Брели люди, мамашки тащили за руки упирающихся детей, медленно ехала одинокая машина, группа рабочих разгребала какой-то завал, на перекрёстке стоял и курил молодой солдатик, который увидев меня, попытался обратиться ко мне со словами — «Эй, малой». Увидев мой оскал (надо бы к нему старлейские погоны добавить), немедленно осёкся.
Что крайне важно, пара человек разговаривали по мобильникам. Ага, значит связь начали восстанавливать?
Над зданием администрации области гордо развевался государственный флаг, на пороге ещё одна группа солдат, не то курят, не то охраняют вход.
Здесь не действовала пространственная блокировка, так что я резво очутился в здании и принялся бродить, никому особенно не интересный, пока не столкнулся с девушкой-снайпером Станиславой, которая, увидев меня — вспыхнула взглядом, потом картинно стала по стойке смирно.
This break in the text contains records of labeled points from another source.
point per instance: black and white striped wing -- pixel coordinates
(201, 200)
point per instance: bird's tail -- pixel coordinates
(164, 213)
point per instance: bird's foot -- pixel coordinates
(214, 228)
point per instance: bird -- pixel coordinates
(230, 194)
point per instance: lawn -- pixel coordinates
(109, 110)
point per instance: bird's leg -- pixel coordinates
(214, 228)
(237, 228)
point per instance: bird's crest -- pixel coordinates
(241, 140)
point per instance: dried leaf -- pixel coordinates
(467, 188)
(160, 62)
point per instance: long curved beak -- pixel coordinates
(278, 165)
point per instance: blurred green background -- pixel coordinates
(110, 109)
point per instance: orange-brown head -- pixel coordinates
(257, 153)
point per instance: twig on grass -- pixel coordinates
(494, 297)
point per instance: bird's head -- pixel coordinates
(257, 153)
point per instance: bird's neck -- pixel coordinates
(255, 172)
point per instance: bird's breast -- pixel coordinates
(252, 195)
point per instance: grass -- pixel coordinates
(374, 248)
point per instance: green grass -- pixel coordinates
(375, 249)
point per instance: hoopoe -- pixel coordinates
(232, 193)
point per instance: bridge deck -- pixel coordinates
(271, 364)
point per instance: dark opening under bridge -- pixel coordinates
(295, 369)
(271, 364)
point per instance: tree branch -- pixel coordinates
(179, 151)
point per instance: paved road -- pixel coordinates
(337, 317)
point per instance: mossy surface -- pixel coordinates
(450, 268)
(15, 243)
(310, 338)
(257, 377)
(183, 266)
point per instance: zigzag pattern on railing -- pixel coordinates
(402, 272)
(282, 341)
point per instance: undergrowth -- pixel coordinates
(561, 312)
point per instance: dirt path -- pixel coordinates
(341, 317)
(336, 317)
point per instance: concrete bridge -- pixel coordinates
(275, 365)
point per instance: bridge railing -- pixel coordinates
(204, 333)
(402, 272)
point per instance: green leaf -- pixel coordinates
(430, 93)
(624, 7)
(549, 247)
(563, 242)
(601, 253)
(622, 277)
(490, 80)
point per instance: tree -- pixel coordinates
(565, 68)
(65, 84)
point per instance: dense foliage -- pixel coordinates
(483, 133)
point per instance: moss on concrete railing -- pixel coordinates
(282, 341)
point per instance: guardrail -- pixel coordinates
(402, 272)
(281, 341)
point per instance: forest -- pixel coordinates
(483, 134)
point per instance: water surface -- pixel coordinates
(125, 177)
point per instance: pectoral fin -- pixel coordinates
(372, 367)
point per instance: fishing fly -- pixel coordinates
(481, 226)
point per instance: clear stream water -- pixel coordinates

— Здравия желаю, товарищ старший лейтенант! — она слегка закатила глаза и придала голосу максимальную издевательский тон. Но ведь тон к протоколу не пришьёшь, верно?
— Отставить, Хрумова. Вольно.
— Как скажете, товарищ старший лейтенант.
Она на поменяла позу и в глазах её плясали черти. За эти дни она взяла пару уровней, так что, вероятно, после взятия кремля было всё ещё весело, если даже снайпер отличился в ближнем бою.
— Хрумова, что за тон? Ты хоть скучала по мне, скажи честно?
— Ночами не спала, товарищ старший лейтенант. А вы куда пропали? В штабе сказали, вы исчезли.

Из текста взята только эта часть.